= Helena Slizynska =

Polish geneticist (b. 1908, d. 1977)

Helen Slizynska (née Gworek) (Polish spelling Helena Śliżyńska) (1908-1977) was a geneticist at the University of Edinburgh who conducted important work on the fruit fly Drosophila.

== Early life and career ==
Helena Gworek was born in 1908 in Kraków, Poland. She studied agriculture at the Jagiellonian University where Dr. Bronisław Marceli Śliżyński was a lecturer in genetics. The head of the department at that time was Professor Teodor Marchlewski, who had previously worked as a researcher at the Institute of Animal Genetics in Edinburgh. Helen graduated with a thesis on selection in Drosophila. In 1936 she married Slizynski and the couple received a grant from the Rockefeller Foundation which enabled them to go to Cold Spring Harbor for a year. Slyzinska worked together with Milislav Demerec, using the new method for locating genes from overlapping deficiencies in the salivary gland chromosomes.

== Career in Edinburgh ==
In August 1939, the Slizynskis came to Edinburgh to attend the Seventh International Congress of Genetics, which was being hosted by the Institute of Animal Genetics under Francis Albert Eley Crew. However, the outbreak of war during the Congress prevented the couple from returning to Poland and they remained permanently in Edinburgh. During the war Helen worked as a senior assistant in the Department of Biology and Genetics at the Polish School of Medicine in Edinburgh. When the war ended she joined the Institute of Animal Genetics as a researcher.

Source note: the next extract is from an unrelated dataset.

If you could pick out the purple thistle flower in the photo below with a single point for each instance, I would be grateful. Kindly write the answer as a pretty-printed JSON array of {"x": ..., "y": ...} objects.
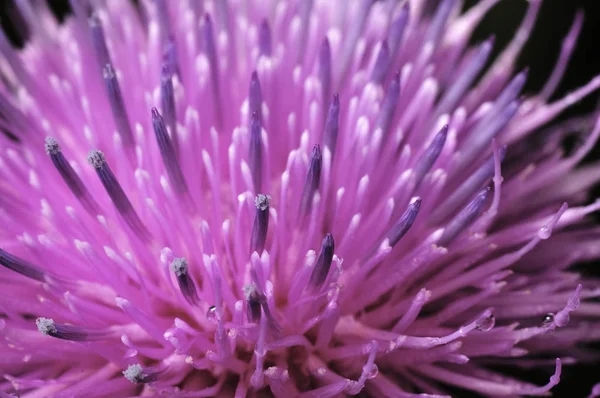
[{"x": 313, "y": 199}]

Hermann J. Muller, who was also staying at the Institute at the time, enrolled their cytological expertise in problems that occupied him, especially the behaviour of the ring chromosome at replication.

First in collaboration with her husband, then by herself, Helen analyzed the salivary glands of the progeny of irradiated and chemically treated males, developing a technique that made the results as reliable as humanly possible.

Slizynska's most notable contribution was her analysis of the difference between the spectra of chromosomal changes produced by X-rays on the one hand and chemicals on the other.

== Personal life and death ==
The couple kept in contact with the many other Poles who came to Scotland during the war. Up to her death Slizynska was involved in the social life of the Polish community.

Helen retired early to coincide with her husband's retirement, although she found it difficult to give up her scientific research. The couple had acquired a cottage in the Trossachs and it was here that Slizynska died from a heart attack after having survived several severe attacks in the hospital.